Just installed this for one of our customers.
It is a 720 Blizzard.


----------



## [email protected] (May 29, 2009)

Thats a great looking set up there


----------



## mercer_me (Sep 13, 2008)

That looks like a pretty nice set up. I think I would have went with a Boss though.


----------



## NitroX5 (Aug 24, 2010)

They are going to love that Kubota! Lots of power and traction to spare. Happy Plowing!


----------



## Wallace (Dec 12, 2008)

mercer_me;1124775 said:


> That looks like a pretty nice set up.

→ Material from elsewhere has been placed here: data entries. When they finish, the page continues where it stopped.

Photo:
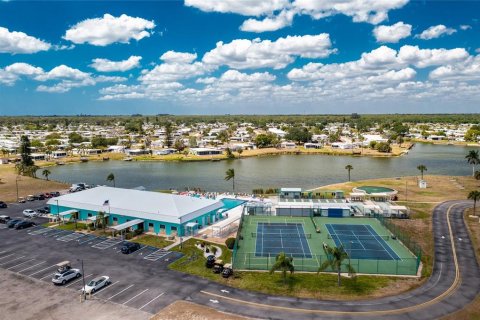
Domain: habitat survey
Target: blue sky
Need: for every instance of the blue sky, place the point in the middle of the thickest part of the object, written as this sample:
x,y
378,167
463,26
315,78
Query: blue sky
x,y
239,56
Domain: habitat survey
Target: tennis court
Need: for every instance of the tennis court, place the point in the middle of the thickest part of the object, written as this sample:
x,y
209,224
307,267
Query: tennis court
x,y
273,238
361,241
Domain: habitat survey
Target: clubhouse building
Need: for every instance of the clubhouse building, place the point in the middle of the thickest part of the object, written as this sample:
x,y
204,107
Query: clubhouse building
x,y
155,212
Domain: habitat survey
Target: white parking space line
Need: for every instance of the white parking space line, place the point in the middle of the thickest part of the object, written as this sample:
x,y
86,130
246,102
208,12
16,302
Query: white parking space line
x,y
146,304
41,270
31,266
135,296
80,279
105,288
19,264
8,255
1,264
116,294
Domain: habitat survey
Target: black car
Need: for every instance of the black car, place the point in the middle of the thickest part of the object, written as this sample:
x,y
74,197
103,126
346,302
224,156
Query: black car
x,y
210,261
129,247
13,222
24,224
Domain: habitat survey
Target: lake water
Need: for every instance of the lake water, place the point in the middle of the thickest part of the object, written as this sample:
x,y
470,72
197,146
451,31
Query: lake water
x,y
305,171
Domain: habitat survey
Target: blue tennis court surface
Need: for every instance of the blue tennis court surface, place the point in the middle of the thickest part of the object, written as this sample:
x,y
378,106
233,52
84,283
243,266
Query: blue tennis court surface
x,y
273,238
361,241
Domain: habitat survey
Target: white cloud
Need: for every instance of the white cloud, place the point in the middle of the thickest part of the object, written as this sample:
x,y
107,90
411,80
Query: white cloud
x,y
244,54
105,65
243,7
435,32
178,57
393,33
280,21
18,42
109,29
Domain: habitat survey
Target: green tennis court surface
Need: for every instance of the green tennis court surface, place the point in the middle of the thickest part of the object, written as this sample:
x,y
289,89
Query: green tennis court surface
x,y
371,247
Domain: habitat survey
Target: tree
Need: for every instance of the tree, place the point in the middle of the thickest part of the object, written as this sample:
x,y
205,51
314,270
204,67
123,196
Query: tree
x,y
422,169
283,264
111,178
46,173
473,159
335,258
230,175
475,196
349,167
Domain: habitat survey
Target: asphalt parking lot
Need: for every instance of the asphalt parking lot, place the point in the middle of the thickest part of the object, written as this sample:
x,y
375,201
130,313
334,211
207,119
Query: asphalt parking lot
x,y
139,280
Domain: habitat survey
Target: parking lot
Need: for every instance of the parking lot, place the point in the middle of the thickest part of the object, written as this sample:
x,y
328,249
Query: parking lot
x,y
139,280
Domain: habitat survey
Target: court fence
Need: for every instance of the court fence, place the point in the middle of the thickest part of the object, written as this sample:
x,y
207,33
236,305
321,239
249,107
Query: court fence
x,y
250,261
403,237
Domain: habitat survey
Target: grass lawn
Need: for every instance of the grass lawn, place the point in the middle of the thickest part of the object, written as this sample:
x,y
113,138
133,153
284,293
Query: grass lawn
x,y
151,240
307,285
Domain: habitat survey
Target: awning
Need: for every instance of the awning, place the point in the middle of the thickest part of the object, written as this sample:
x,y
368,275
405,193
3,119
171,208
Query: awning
x,y
66,213
126,225
191,225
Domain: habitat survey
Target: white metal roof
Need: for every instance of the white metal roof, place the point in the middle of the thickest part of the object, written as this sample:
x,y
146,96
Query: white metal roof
x,y
139,204
126,225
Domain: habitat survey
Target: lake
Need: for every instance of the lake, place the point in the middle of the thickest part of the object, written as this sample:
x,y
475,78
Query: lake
x,y
305,171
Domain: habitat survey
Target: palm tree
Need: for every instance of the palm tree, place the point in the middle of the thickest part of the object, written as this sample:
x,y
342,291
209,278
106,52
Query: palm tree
x,y
111,178
284,264
46,173
230,175
422,168
475,196
473,158
335,257
349,167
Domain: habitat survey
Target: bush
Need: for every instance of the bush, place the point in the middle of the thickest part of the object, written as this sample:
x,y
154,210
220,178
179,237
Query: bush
x,y
230,243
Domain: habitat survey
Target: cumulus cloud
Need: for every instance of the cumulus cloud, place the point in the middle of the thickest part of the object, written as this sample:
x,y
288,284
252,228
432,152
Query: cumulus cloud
x,y
105,65
178,57
109,29
435,32
244,54
393,33
19,42
275,14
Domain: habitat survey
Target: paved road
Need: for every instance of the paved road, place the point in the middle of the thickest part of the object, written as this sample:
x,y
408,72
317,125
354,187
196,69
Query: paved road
x,y
150,285
455,282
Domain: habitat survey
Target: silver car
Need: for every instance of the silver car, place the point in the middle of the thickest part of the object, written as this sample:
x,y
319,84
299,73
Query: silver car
x,y
65,276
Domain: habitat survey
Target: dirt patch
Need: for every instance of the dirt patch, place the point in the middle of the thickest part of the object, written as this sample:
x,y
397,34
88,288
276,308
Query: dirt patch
x,y
181,310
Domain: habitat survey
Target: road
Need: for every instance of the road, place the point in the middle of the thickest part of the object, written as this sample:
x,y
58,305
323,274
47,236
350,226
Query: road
x,y
455,280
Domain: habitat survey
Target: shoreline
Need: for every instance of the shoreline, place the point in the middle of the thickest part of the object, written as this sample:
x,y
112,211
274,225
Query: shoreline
x,y
327,151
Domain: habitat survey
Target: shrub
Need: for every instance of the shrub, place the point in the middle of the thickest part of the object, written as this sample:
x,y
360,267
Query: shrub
x,y
230,243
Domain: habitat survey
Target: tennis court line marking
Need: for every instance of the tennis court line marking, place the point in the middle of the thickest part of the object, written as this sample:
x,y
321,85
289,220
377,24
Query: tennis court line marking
x,y
440,297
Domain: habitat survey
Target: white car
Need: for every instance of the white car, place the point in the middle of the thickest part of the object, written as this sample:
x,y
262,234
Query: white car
x,y
96,284
30,213
65,276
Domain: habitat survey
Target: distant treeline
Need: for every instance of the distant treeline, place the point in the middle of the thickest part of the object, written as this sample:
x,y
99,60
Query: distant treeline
x,y
359,120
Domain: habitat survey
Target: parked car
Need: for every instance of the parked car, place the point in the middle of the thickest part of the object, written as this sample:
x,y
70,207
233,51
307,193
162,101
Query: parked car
x,y
96,284
227,270
24,224
129,247
11,223
30,213
210,261
62,276
43,210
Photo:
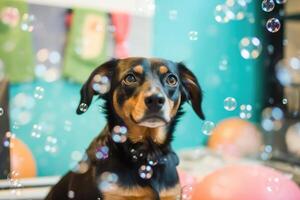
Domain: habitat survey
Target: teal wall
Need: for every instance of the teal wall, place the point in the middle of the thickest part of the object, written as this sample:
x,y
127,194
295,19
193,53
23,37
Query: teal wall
x,y
170,40
242,80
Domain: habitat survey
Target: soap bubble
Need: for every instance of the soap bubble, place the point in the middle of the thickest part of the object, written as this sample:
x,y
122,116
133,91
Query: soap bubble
x,y
1,111
119,134
83,107
207,127
39,92
101,84
281,1
268,5
145,171
288,71
102,152
108,181
273,25
272,119
27,22
250,47
230,104
193,35
245,111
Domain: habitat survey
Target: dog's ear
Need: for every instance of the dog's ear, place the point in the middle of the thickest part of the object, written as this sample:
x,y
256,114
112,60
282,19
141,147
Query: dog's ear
x,y
190,89
88,91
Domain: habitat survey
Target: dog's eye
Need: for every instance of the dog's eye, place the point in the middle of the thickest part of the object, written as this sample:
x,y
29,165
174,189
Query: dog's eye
x,y
171,80
129,79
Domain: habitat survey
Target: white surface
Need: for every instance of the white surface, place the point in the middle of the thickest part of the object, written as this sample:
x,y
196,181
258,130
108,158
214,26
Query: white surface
x,y
135,7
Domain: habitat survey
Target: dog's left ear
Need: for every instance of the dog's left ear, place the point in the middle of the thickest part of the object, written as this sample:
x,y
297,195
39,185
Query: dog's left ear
x,y
191,90
87,91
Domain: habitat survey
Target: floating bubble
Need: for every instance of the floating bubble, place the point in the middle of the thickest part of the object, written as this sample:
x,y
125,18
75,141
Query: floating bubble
x,y
281,1
101,84
108,181
102,152
250,47
272,119
42,55
39,92
273,25
1,111
268,5
288,71
54,57
51,145
27,22
245,111
223,64
173,14
221,14
119,134
193,35
83,107
36,131
230,103
186,192
207,127
71,194
145,171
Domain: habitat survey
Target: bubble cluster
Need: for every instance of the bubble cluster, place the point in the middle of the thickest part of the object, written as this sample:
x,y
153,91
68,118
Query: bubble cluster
x,y
27,22
36,131
193,35
39,92
272,119
101,84
102,152
51,144
245,111
108,181
119,134
1,111
145,171
230,103
250,47
273,25
288,71
207,127
268,5
83,107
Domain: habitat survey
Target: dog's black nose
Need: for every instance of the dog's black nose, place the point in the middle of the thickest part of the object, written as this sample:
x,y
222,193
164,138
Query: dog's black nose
x,y
155,102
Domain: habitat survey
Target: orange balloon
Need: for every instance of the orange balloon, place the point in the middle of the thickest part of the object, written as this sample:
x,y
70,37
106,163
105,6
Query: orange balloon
x,y
22,162
235,137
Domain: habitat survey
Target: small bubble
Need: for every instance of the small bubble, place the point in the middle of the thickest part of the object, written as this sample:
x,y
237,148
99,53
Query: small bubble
x,y
39,93
273,25
193,35
83,107
207,127
145,171
230,104
268,5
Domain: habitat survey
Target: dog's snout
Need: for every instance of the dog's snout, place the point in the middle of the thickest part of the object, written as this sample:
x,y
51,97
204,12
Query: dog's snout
x,y
155,102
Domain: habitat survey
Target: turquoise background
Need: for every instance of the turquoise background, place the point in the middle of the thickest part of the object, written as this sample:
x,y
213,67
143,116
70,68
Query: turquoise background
x,y
215,41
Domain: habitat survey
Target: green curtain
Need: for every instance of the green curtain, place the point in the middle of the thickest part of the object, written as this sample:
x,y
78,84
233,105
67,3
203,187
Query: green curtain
x,y
16,52
86,47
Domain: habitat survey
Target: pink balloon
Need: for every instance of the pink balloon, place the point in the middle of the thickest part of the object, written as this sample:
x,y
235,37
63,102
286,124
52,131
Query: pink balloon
x,y
246,182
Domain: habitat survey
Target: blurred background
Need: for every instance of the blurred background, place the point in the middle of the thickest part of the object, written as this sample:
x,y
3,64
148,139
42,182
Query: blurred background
x,y
245,54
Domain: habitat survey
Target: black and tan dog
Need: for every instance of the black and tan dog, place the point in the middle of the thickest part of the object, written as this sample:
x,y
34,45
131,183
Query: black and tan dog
x,y
145,96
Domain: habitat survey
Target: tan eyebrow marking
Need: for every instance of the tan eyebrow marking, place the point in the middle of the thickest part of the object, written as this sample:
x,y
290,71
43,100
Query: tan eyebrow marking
x,y
163,69
138,69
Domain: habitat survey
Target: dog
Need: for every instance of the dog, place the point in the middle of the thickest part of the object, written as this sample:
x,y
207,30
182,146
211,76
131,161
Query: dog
x,y
143,100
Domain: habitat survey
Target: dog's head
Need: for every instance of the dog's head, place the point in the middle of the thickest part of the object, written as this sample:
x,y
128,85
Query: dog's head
x,y
145,93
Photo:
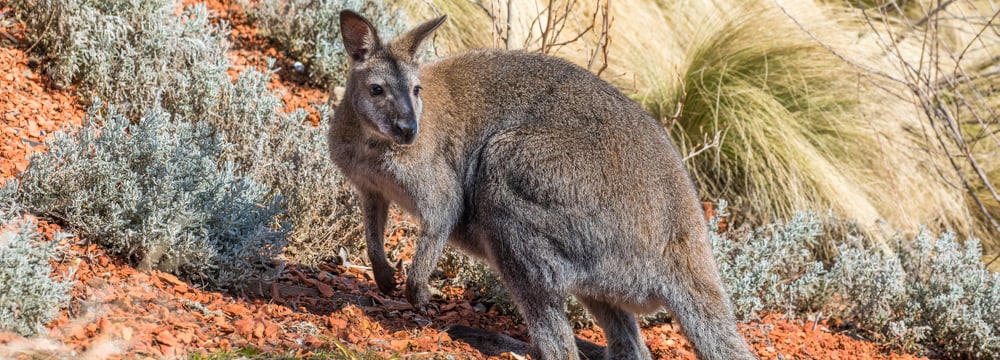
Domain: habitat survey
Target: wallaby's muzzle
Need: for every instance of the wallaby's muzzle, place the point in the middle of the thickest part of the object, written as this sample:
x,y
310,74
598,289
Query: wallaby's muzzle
x,y
404,132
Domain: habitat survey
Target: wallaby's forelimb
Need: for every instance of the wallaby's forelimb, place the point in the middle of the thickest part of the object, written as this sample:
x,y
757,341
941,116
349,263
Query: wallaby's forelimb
x,y
429,248
375,209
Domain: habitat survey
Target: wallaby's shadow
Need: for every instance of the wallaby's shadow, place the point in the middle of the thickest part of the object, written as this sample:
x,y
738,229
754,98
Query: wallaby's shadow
x,y
393,313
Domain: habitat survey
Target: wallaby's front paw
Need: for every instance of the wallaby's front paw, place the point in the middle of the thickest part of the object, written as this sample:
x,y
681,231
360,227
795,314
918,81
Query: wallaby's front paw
x,y
418,294
385,277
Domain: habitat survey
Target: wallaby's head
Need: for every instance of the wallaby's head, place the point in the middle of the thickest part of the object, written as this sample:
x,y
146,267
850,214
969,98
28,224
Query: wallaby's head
x,y
383,85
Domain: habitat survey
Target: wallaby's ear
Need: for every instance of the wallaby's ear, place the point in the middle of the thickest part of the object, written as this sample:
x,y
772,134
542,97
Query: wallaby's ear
x,y
360,38
412,42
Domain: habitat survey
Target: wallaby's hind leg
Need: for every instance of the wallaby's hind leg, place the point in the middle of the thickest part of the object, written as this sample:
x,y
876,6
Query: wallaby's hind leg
x,y
696,298
620,328
544,311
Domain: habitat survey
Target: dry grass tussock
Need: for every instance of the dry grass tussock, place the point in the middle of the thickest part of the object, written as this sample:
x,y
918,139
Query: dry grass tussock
x,y
773,117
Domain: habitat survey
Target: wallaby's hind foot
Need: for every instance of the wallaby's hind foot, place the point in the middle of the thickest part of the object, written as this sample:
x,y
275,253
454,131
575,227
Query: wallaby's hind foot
x,y
621,330
493,344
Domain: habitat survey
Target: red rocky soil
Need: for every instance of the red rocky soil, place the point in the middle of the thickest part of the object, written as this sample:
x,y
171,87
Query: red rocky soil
x,y
119,312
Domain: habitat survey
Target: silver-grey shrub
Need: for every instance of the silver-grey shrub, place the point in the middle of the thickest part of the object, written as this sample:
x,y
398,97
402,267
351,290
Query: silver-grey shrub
x,y
933,291
288,155
772,267
133,53
153,193
29,298
309,30
921,293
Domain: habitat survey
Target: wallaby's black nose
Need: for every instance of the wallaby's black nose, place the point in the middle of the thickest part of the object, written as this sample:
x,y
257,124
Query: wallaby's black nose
x,y
406,132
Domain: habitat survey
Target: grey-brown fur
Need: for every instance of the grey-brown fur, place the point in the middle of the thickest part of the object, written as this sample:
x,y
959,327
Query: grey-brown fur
x,y
554,177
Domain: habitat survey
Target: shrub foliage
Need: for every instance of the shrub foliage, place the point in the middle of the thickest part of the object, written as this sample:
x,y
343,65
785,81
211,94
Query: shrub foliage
x,y
153,193
136,54
28,297
922,292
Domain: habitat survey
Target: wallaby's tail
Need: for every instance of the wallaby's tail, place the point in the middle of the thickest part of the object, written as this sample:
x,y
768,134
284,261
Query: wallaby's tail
x,y
494,344
698,301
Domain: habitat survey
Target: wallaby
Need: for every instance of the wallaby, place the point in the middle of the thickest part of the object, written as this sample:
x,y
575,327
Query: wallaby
x,y
560,182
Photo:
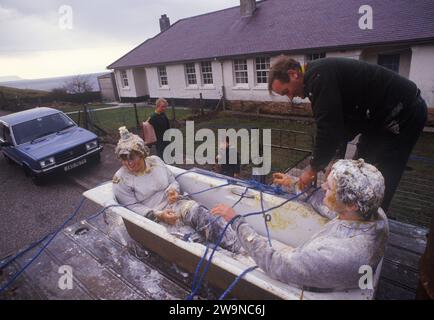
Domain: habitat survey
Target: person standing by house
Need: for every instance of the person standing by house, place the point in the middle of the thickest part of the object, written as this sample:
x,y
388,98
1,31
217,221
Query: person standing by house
x,y
161,123
351,97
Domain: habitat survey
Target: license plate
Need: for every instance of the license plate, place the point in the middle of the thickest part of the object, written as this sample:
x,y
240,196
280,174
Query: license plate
x,y
74,165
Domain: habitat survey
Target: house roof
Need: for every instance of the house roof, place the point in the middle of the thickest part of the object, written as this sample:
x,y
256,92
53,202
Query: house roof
x,y
284,26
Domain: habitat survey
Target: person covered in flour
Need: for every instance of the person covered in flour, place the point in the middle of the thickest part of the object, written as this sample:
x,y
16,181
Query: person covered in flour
x,y
331,259
146,186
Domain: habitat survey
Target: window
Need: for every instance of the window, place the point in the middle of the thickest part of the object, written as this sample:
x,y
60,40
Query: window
x,y
206,70
190,72
314,56
389,61
240,70
124,79
262,69
162,75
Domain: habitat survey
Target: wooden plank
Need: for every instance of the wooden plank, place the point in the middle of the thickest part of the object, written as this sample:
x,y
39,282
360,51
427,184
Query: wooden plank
x,y
416,244
130,269
100,281
398,273
390,291
406,229
43,275
402,257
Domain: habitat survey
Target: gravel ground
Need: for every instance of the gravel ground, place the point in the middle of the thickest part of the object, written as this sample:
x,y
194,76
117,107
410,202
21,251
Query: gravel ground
x,y
29,212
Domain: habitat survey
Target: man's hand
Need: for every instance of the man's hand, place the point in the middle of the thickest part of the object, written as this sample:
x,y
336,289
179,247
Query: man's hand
x,y
168,216
172,196
307,177
224,211
282,179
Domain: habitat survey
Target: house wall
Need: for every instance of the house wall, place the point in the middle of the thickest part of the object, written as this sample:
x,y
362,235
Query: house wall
x,y
422,71
177,84
352,54
140,82
126,92
415,63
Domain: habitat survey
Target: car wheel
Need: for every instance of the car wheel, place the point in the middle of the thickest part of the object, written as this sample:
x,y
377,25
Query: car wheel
x,y
8,160
37,180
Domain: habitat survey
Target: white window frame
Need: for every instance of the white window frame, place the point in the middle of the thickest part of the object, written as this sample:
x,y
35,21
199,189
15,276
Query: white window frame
x,y
241,72
124,79
163,79
206,73
190,74
262,69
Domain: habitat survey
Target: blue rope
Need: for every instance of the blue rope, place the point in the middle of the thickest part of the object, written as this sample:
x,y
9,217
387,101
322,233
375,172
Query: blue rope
x,y
223,232
53,234
22,252
265,220
233,284
241,197
4,287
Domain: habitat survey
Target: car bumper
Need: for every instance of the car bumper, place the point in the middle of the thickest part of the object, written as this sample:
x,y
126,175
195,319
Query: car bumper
x,y
61,166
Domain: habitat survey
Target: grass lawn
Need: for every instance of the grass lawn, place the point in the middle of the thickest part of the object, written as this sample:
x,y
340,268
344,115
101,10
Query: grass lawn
x,y
76,107
111,120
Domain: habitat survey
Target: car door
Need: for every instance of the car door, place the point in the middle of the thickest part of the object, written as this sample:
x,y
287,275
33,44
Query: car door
x,y
10,151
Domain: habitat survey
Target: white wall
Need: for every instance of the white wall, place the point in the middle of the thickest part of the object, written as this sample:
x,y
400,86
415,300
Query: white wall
x,y
140,82
352,54
177,84
417,64
126,92
422,71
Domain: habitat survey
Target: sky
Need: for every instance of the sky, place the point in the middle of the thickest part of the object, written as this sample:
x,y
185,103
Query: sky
x,y
49,38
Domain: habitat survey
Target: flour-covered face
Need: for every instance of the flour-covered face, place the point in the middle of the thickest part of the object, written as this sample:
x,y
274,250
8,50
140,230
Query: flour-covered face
x,y
330,200
134,162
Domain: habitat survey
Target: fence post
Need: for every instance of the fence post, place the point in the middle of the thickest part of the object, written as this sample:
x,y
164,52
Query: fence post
x,y
85,119
137,117
201,104
79,117
173,111
223,98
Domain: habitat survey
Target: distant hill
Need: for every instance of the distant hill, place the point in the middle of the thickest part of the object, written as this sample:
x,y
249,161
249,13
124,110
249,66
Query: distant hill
x,y
10,78
12,93
48,84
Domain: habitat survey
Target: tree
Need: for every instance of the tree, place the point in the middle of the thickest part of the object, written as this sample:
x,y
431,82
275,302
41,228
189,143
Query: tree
x,y
78,84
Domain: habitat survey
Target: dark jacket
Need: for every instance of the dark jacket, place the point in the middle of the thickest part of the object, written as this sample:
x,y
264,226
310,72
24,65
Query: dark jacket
x,y
350,97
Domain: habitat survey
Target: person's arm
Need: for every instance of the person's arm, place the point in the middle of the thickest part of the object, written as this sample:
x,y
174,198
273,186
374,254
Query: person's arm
x,y
125,196
328,112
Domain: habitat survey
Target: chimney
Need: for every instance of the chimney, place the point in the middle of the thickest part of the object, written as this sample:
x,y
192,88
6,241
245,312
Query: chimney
x,y
164,23
247,7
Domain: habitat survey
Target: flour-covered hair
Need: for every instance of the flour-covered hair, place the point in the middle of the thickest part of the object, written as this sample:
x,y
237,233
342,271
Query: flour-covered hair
x,y
360,183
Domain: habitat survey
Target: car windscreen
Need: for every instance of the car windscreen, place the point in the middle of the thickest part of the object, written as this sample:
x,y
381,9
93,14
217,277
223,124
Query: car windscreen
x,y
40,127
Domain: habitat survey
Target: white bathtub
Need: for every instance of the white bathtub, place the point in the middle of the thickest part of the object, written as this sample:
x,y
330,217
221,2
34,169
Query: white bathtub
x,y
290,225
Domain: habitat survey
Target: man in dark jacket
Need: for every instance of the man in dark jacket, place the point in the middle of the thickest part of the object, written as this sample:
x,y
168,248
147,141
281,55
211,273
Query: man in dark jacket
x,y
351,97
161,123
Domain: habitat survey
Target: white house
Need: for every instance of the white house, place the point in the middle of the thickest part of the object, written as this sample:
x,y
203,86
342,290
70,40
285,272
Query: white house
x,y
229,51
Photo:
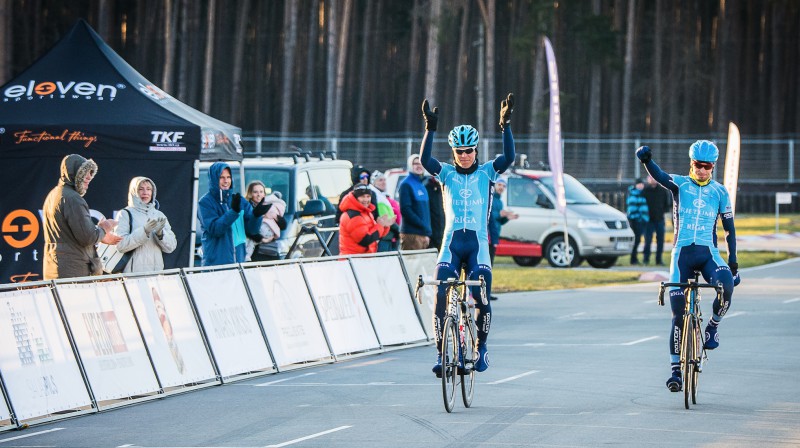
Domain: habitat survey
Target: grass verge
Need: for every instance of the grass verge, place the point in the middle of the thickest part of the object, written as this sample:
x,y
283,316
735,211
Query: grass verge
x,y
508,277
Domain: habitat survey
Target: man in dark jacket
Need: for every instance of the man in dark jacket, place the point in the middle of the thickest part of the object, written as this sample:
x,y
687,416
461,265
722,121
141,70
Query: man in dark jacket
x,y
70,234
415,229
226,219
637,215
658,204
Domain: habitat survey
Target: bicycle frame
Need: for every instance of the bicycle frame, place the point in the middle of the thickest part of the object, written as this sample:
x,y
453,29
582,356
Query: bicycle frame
x,y
458,338
692,353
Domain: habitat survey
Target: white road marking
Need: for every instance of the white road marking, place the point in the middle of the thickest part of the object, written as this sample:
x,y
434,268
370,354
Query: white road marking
x,y
639,341
270,383
30,435
312,436
515,377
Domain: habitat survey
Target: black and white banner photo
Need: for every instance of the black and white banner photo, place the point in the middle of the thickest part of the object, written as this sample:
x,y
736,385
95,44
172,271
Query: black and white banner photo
x,y
229,322
38,365
423,264
108,340
386,295
340,306
170,330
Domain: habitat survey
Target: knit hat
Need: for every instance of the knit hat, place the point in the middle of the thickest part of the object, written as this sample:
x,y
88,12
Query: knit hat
x,y
361,190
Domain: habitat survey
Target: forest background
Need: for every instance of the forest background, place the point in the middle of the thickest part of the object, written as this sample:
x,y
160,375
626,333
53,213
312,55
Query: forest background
x,y
362,67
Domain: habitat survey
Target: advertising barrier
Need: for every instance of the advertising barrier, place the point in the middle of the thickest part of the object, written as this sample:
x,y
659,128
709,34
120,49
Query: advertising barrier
x,y
287,314
424,264
170,330
387,299
108,340
229,322
76,346
40,372
341,309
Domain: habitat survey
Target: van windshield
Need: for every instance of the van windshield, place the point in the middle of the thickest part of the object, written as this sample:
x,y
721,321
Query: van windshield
x,y
575,192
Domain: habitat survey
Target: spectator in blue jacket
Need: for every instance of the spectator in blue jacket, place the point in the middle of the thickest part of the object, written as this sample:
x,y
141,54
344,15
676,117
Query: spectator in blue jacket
x,y
226,219
415,228
638,215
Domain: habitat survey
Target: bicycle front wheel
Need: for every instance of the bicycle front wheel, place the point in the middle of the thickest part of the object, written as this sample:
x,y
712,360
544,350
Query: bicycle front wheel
x,y
470,357
698,353
450,348
688,356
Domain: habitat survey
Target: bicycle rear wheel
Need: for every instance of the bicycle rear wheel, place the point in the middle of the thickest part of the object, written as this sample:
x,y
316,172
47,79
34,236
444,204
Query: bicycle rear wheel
x,y
450,344
469,359
688,357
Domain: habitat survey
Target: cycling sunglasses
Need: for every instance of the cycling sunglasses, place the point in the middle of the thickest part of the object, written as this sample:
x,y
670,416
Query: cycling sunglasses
x,y
708,166
469,150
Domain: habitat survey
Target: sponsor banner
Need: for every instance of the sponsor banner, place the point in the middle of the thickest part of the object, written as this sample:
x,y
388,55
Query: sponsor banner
x,y
5,414
107,339
38,365
423,264
229,322
287,314
170,330
340,306
388,300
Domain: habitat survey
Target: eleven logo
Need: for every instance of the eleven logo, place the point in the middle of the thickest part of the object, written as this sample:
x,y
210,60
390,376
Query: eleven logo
x,y
61,90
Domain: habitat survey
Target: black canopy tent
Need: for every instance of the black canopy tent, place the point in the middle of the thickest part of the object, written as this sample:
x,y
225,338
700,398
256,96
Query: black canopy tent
x,y
81,97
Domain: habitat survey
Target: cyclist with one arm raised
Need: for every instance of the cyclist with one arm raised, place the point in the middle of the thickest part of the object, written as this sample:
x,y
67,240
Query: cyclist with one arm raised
x,y
467,193
697,203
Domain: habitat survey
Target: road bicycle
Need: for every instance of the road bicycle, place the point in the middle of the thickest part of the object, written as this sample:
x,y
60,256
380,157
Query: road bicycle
x,y
459,336
692,351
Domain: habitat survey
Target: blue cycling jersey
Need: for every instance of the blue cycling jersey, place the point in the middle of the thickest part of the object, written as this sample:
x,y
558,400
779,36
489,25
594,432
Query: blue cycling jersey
x,y
467,202
697,209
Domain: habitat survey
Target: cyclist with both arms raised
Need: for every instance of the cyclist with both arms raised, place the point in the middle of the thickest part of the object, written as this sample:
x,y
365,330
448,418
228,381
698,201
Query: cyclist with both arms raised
x,y
467,194
697,203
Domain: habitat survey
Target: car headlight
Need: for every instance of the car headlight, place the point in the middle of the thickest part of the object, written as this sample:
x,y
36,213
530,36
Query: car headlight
x,y
596,224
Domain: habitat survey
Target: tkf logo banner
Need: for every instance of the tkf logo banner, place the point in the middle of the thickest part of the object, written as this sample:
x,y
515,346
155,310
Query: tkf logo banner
x,y
61,90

I think I would have went with a Boss though.


Why would you have went with the Boss over the Blizzard?


----------



## mercer_me (Sep 13, 2008)

Wallace;1135538 said:


> Why would you have went with the Boss over the Blizzard?


The Boss looks like it gos up higher. I know Boss makes a good plow and I heard of quite a few people having problems with Blizzard. I also like the Smart Hitch 2 better than the Power Hitch.


----------



## Wallace (Dec 12, 2008)

Well considering this is a 7'2" plow with no counter weight and we still got 9" at the lowest part, which is the shoe. I think that is pretty close to being the best.
The customer had the factory Kubota plow on it last year and tore it up.
He told me he was looking at the Boss but liked that Blizzard was a fully welded plow. That was his reason for the purchase.


----------